We knew this fence-riding thing was not for us and that is why we invested in 1) figuring out where we wanted to be in .NET and 2) developing a process get us there with quickly and reliably. We wanted to get the migration quickly over and standardize all teams on our new .NET based architectures and processes.

I think it was meant in terms of rather converting it by hand line by line - which of course you wouldnt, you'd convert class by class assuming the vb code even was remotely OO based in the first place.

Most VB6 codes I see make extensive use of objects and many larger systems involve multiple inter-related VBPs communicating through COM.

With the tool-assisted rewrite approach the real work of migration is done in terms of re-engineering design tasks -- cross-cutting concerns really. How will we re-engineer data access, error handling, logging, configuration, security? What will our standard forms/pages look like -- how will we replace third-party COM components with .NET ones? We research these design problems and implement an approach that leveages the tools but also uses new code (built, bought, or borrowed from open source) as appropriate. The translations are typically run over and over again, each time comparing new runs with old runs and verifying that the transformations are becoming more correct and more conformant to our emerging standards. Often small test codes are created to isolate common legacy coding patterns so we can more easily perfect the translation process. We begin targetted functional testing as early as possible to find systematic functional defects in the translations. What we resist doing is trying to finish very large translations by hand untill they are "good enough".

Once the tool's configruation and any replacement components are verified "good enough", we recommend converting the entire application stack -- not line by line or class by class -- but all inter-related VBPs in one step. The tool is designed for this and makes sure the changes are done in a consistent manner and it propagates reengineering changes across all interfaces. The conversion process itself is very fast -- thousands of lines per second. So you can convert a big multi-VBP application (say 300kLOC) in about 5 minutes.

you'd convert class by class assuming the vb code even was remotely OO based in the first place.

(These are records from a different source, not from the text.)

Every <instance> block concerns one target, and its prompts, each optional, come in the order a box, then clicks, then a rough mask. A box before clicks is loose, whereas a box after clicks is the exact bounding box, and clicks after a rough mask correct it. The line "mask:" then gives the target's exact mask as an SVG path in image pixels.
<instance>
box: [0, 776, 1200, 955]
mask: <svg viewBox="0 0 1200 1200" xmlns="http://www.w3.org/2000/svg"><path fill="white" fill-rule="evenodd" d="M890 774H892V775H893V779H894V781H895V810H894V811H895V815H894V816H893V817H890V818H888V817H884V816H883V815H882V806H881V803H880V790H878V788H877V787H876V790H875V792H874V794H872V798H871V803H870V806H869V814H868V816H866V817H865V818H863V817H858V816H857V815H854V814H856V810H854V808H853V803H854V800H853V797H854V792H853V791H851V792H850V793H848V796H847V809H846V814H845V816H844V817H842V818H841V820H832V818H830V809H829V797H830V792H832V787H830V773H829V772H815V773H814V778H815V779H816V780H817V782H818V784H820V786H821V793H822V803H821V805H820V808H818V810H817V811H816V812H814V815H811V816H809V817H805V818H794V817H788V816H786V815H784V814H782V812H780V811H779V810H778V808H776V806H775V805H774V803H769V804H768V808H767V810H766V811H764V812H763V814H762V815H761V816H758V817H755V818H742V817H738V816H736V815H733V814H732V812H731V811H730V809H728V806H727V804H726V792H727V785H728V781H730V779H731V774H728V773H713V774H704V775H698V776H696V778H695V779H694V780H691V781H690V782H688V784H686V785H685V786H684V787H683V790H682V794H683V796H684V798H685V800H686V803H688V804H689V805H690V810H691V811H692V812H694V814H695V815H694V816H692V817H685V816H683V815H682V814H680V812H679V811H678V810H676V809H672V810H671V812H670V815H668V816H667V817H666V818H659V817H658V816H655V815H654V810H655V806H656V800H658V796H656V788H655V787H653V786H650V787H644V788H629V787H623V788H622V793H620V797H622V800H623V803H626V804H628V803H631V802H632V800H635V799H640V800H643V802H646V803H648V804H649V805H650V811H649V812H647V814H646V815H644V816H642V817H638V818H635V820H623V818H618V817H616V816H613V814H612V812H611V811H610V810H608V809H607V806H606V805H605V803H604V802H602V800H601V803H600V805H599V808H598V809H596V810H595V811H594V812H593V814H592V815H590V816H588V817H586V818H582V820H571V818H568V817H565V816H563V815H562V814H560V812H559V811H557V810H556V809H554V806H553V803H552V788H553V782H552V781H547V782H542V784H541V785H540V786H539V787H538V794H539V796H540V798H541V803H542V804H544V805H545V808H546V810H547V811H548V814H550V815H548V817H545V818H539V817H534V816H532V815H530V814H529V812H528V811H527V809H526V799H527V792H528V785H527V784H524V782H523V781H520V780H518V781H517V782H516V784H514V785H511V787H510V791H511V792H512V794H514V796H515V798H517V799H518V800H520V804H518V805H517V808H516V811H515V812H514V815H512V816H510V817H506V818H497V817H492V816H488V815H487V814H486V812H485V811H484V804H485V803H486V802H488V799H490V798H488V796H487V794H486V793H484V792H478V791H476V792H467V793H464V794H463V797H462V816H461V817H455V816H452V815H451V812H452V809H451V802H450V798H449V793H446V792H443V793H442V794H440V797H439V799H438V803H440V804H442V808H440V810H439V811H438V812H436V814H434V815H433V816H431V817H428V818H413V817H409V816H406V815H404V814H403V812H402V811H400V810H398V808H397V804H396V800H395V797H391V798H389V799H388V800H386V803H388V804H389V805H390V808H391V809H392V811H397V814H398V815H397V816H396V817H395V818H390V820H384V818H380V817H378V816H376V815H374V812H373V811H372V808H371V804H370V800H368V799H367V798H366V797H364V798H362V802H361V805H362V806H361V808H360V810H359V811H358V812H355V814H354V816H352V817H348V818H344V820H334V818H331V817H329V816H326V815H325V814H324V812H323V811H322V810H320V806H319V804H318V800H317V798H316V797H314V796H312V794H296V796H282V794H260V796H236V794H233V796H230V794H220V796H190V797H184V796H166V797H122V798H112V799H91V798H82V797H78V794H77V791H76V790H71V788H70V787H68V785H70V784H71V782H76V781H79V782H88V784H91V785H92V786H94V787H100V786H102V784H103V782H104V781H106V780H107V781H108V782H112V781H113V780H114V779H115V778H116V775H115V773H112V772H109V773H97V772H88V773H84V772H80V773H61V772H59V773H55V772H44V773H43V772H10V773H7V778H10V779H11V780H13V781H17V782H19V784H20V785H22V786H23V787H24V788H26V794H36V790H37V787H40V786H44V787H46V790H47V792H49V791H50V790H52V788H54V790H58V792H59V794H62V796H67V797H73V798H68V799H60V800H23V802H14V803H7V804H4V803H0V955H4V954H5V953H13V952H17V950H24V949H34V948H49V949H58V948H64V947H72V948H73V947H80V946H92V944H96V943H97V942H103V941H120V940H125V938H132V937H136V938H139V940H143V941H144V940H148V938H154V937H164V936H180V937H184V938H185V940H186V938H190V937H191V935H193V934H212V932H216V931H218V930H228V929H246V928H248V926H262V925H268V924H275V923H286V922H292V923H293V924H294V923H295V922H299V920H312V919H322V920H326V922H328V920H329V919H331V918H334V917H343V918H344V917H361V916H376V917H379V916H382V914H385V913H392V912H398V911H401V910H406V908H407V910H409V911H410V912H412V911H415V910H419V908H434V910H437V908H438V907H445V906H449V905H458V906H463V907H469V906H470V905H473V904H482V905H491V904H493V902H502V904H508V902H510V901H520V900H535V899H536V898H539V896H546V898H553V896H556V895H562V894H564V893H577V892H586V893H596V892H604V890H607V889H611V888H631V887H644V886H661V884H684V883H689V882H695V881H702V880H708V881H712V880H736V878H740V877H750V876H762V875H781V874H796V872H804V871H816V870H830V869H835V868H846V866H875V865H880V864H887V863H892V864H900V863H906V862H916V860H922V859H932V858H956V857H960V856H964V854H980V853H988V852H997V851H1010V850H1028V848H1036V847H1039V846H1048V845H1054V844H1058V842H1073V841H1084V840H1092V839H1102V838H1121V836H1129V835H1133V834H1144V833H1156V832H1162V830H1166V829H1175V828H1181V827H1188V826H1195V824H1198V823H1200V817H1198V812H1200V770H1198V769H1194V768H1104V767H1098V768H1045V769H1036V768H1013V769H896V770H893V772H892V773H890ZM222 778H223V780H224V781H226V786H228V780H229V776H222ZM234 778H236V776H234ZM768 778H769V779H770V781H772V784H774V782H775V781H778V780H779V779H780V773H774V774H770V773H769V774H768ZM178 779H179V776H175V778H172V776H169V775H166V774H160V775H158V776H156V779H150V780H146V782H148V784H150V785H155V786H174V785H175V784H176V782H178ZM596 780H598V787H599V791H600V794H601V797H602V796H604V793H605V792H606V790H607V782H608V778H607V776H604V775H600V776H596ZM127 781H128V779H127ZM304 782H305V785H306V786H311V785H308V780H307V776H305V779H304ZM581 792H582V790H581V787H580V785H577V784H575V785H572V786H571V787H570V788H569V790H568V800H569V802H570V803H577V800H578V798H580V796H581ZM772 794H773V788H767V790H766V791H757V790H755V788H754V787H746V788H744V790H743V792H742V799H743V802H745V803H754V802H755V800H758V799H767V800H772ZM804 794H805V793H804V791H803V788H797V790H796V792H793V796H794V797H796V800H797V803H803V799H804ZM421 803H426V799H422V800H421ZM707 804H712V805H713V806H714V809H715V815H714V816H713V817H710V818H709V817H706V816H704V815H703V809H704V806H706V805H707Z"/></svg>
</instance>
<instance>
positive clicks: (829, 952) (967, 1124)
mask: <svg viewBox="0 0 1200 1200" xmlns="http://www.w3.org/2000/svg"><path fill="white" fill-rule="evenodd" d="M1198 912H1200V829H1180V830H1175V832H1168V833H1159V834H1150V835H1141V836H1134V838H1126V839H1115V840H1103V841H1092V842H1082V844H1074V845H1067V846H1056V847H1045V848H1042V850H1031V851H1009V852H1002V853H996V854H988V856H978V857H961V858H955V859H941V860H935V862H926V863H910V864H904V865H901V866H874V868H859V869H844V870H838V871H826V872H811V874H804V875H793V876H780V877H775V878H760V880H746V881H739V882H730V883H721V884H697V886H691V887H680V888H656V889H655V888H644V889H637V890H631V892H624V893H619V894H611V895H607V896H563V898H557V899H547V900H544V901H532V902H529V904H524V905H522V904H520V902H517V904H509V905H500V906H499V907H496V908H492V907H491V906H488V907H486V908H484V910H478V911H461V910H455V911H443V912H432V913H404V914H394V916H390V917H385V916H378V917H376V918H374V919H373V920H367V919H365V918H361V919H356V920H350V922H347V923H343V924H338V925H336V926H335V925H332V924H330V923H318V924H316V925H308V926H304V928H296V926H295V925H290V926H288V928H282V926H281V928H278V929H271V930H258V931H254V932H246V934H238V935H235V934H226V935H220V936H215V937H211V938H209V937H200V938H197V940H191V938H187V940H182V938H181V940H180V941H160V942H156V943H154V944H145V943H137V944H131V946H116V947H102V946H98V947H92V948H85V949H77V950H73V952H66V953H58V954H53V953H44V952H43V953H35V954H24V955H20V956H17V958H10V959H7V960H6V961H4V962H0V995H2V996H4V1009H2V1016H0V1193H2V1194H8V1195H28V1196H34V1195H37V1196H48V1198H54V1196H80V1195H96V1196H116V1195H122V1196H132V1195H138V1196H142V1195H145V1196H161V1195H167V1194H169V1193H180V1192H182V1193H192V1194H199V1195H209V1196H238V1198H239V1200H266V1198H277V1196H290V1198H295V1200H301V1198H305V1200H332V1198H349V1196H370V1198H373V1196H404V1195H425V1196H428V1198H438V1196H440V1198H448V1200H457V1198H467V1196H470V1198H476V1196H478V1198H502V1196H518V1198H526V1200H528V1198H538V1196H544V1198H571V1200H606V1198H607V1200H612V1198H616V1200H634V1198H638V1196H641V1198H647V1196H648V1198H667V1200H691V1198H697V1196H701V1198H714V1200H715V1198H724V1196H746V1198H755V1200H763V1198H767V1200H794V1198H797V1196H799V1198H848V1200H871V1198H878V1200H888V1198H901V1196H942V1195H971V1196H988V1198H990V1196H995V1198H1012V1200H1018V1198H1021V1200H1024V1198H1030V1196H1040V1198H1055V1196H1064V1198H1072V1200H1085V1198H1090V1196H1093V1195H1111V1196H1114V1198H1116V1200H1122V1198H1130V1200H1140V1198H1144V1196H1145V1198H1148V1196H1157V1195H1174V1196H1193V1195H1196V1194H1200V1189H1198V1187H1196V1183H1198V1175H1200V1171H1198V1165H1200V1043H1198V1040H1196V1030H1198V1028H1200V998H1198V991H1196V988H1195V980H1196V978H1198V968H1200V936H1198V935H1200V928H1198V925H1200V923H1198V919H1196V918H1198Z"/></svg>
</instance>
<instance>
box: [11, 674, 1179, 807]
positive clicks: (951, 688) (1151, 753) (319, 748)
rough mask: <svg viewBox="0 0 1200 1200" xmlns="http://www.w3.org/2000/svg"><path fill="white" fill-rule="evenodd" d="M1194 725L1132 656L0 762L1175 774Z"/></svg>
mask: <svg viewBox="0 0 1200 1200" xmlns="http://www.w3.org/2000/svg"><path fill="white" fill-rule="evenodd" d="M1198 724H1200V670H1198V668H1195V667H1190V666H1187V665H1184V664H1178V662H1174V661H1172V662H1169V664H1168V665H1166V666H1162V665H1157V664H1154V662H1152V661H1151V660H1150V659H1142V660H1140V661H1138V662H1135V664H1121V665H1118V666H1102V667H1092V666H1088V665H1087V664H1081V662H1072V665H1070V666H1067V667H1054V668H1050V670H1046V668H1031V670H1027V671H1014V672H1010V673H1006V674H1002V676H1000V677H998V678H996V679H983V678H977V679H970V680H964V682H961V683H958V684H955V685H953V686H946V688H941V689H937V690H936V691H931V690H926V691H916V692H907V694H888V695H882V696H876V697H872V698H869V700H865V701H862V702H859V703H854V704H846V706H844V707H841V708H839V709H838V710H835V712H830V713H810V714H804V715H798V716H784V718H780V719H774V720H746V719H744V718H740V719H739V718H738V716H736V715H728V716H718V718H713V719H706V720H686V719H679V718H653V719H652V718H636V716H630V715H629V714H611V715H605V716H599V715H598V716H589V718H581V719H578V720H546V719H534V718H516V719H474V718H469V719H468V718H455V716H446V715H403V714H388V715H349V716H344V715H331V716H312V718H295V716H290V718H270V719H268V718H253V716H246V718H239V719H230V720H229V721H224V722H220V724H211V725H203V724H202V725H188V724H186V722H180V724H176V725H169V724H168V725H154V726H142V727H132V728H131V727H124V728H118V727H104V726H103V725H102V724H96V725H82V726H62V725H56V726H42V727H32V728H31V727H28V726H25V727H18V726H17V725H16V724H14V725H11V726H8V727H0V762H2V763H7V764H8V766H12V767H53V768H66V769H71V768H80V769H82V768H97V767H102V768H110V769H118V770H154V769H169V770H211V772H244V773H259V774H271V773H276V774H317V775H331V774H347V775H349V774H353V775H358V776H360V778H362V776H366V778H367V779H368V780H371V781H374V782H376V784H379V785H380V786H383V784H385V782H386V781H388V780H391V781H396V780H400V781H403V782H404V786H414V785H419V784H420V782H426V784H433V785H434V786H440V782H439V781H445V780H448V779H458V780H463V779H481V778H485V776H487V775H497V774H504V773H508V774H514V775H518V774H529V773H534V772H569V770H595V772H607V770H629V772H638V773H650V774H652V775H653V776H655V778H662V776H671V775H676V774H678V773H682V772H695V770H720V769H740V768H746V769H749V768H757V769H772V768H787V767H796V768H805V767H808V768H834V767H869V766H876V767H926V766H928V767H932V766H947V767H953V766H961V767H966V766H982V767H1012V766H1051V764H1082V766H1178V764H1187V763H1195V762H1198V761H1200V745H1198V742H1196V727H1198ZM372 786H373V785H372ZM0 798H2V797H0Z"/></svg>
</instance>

vb6 wasnt an OO language, it just had some hacks which made it oo-like

Exactly, so converting to a language that should be treated as OO for it is (althoguh you can semi butcher it and ignore it mostly) it would be pointless to change to c# if you werent going to be making the most of what it offered

LizR,
I am not arguing about where we are going, just trying to share my opinion on different ways to get there.

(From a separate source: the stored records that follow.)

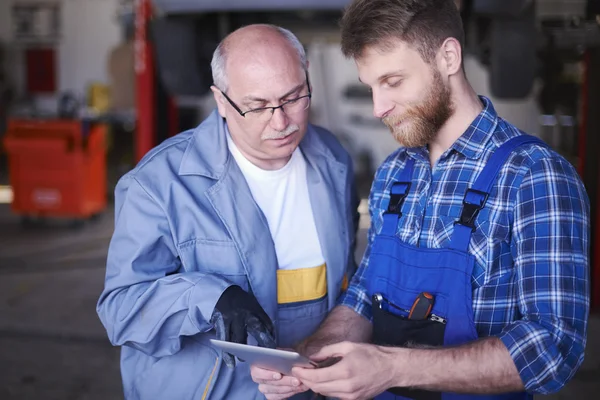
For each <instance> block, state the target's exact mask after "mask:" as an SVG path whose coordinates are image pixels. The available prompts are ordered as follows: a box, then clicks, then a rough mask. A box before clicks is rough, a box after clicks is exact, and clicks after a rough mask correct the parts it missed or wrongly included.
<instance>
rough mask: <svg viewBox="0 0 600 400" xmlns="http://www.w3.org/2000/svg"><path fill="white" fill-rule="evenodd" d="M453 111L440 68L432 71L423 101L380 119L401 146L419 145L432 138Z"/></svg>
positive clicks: (437, 132)
mask: <svg viewBox="0 0 600 400" xmlns="http://www.w3.org/2000/svg"><path fill="white" fill-rule="evenodd" d="M453 113H454V107H453V105H452V99H451V96H450V89H449V88H448V87H447V86H446V85H445V84H444V81H443V80H442V76H441V74H440V73H439V71H437V70H434V75H433V84H432V85H431V89H430V90H429V93H428V94H427V96H426V97H425V100H423V101H422V102H421V103H420V104H417V105H413V106H412V107H410V108H409V109H408V110H406V111H405V112H404V113H402V114H401V115H390V116H388V117H385V118H383V119H382V121H383V123H384V124H385V125H386V126H387V127H388V128H389V129H390V132H391V133H392V135H393V136H394V139H396V141H397V142H398V143H400V145H401V146H404V147H422V146H425V145H427V144H428V143H430V142H431V141H432V140H433V139H434V138H435V136H436V135H437V133H438V131H439V130H440V128H441V127H442V126H443V125H444V124H445V123H446V121H447V120H448V119H449V118H450V117H451V116H452V114H453Z"/></svg>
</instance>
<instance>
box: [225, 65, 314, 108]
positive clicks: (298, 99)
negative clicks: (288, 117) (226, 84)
mask: <svg viewBox="0 0 600 400" xmlns="http://www.w3.org/2000/svg"><path fill="white" fill-rule="evenodd" d="M304 75H305V76H306V86H307V88H308V94H305V95H304V96H300V97H296V98H295V99H291V100H288V101H286V102H284V103H282V104H280V105H278V106H275V107H260V108H253V109H252V110H248V111H242V109H241V108H240V107H239V106H238V105H237V104H235V103H234V101H233V100H231V99H230V98H229V96H227V94H226V93H225V92H224V91H222V90H221V89H219V90H220V91H221V93H222V94H223V96H224V97H225V99H227V101H228V102H229V104H231V106H232V107H233V108H234V109H235V111H237V112H238V113H239V114H240V115H241V116H242V117H244V118H246V114H248V113H251V112H257V111H264V110H271V115H273V114H275V110H277V109H278V108H281V111H283V112H284V113H285V111H284V110H283V107H285V106H286V105H287V104H290V103H293V102H295V101H298V100H300V99H303V98H305V97H308V99H309V100H310V99H311V98H312V92H311V90H310V81H309V80H308V71H304ZM307 108H308V107H307Z"/></svg>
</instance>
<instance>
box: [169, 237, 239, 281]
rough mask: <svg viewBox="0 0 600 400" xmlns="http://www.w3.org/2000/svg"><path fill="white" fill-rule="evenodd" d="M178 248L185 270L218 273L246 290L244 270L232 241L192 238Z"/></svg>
mask: <svg viewBox="0 0 600 400" xmlns="http://www.w3.org/2000/svg"><path fill="white" fill-rule="evenodd" d="M178 248H179V257H180V258H181V263H182V264H183V268H184V269H185V271H186V272H203V273H206V274H214V275H220V276H222V277H224V278H225V279H227V280H229V281H230V282H232V283H234V284H236V285H239V286H240V287H242V289H244V290H248V278H247V276H246V270H245V268H244V264H243V263H242V259H241V258H240V256H239V254H238V251H237V249H236V247H235V244H234V243H233V242H232V241H220V240H218V241H217V240H208V239H192V240H188V241H186V242H183V243H181V244H179V246H178Z"/></svg>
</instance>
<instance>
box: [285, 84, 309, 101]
mask: <svg viewBox="0 0 600 400" xmlns="http://www.w3.org/2000/svg"><path fill="white" fill-rule="evenodd" d="M304 85H306V82H302V83H301V84H299V85H298V86H296V87H295V88H293V89H292V90H290V91H289V92H287V93H286V94H284V95H283V96H281V97H280V98H279V100H283V99H285V98H286V97H288V96H289V95H290V94H292V93H296V92H297V91H299V90H300V89H302V87H304Z"/></svg>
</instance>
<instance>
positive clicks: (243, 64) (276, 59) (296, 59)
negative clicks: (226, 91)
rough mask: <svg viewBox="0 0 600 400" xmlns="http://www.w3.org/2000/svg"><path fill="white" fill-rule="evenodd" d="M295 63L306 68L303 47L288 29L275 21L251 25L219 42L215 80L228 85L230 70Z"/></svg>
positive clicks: (217, 50) (305, 55)
mask: <svg viewBox="0 0 600 400" xmlns="http://www.w3.org/2000/svg"><path fill="white" fill-rule="evenodd" d="M290 64H293V65H295V67H296V68H298V70H299V71H305V70H306V69H307V67H308V66H307V61H306V54H305V52H304V47H303V46H302V44H301V43H300V41H299V40H298V38H296V36H295V35H294V34H293V33H292V32H290V31H289V30H287V29H284V28H281V27H278V26H274V25H262V24H260V25H259V24H257V25H249V26H245V27H243V28H240V29H238V30H236V31H234V32H232V33H231V34H229V35H228V36H227V37H226V38H225V39H223V41H222V42H221V43H220V44H219V46H218V47H217V49H216V50H215V52H214V54H213V59H212V62H211V68H212V74H213V82H214V84H215V86H216V87H218V88H219V89H221V90H223V91H227V90H228V89H229V83H230V80H229V79H228V78H229V75H230V74H245V73H247V72H248V70H252V69H253V68H256V67H269V68H271V69H273V70H280V71H283V70H285V69H289V67H290Z"/></svg>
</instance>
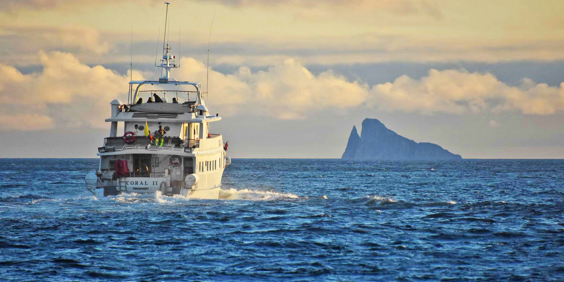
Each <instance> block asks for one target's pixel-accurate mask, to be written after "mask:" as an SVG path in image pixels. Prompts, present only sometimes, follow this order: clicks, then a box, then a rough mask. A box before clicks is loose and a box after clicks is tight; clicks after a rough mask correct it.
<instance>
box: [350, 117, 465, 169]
mask: <svg viewBox="0 0 564 282" xmlns="http://www.w3.org/2000/svg"><path fill="white" fill-rule="evenodd" d="M342 159H346V160H460V159H462V157H461V156H460V155H455V154H453V153H451V152H449V151H447V150H445V149H443V148H442V147H441V146H439V145H436V144H432V143H417V142H415V141H413V140H410V139H407V138H405V137H403V136H400V135H398V134H397V133H395V132H393V131H392V130H390V129H388V128H386V126H385V125H384V124H382V123H381V122H380V121H379V120H377V119H365V120H364V121H363V122H362V134H361V135H360V136H359V134H358V132H357V130H356V127H353V129H352V132H351V135H350V137H349V142H348V144H347V148H346V149H345V153H344V154H343V156H342Z"/></svg>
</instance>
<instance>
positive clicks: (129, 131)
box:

I agree whole heartedly that it would be pointless to move bad VB6 code directly to .NET and just stop -- worse -- it would backfire . Systems that get too krufty and kludgey become a liability; it does not matter what platform they are on. Although I would also assert that krufty, kludgey and left to rot on a dying platform is even worse -- thats the death of hope and ultimately that is a system that no one will care to work on. You stay on VB6 too long and your good people are probably going to leave. So ultimately this becomes not a question of "if" but of "when" and most importantly "how???".

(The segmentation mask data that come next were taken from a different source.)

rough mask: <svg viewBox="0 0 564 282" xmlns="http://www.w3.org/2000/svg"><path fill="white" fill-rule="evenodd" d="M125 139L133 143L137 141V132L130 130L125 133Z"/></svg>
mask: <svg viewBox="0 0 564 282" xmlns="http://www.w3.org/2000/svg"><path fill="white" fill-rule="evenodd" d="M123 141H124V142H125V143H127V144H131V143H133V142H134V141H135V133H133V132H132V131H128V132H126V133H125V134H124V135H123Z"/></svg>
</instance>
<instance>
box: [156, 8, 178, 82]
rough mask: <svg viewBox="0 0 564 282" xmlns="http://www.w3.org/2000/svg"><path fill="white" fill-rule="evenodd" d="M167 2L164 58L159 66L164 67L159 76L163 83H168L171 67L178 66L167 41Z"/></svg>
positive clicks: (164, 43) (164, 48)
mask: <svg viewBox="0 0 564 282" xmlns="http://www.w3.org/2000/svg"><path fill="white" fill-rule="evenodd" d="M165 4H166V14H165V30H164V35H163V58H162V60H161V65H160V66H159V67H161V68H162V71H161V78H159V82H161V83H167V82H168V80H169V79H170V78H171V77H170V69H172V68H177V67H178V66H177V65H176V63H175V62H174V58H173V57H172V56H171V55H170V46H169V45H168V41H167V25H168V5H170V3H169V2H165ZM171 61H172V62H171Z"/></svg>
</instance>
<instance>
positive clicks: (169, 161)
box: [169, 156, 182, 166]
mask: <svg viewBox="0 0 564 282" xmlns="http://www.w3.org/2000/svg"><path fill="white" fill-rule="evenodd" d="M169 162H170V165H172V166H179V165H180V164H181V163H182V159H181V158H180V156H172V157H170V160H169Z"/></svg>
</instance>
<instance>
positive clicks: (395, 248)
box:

We as individiuals and teams should learn and use new the features of .NET framework, languages and tools; the new OO/Aspect/SOA/next-big-thing design pattern or framework; TDD, refactoring, agile, continuous integration and all that is good in SD. But moving forward does not mean we have to leave our legacy applications behind, we have an obligatoin to bring them with us. Nor does it mean we have to scrap them, start over from scratch, and rewrite every single line of code by hand. We captured a whole lot of hard work in that VB6 code, we should use it. Doing so will free up more time to master the new technologies and use them to get the job done.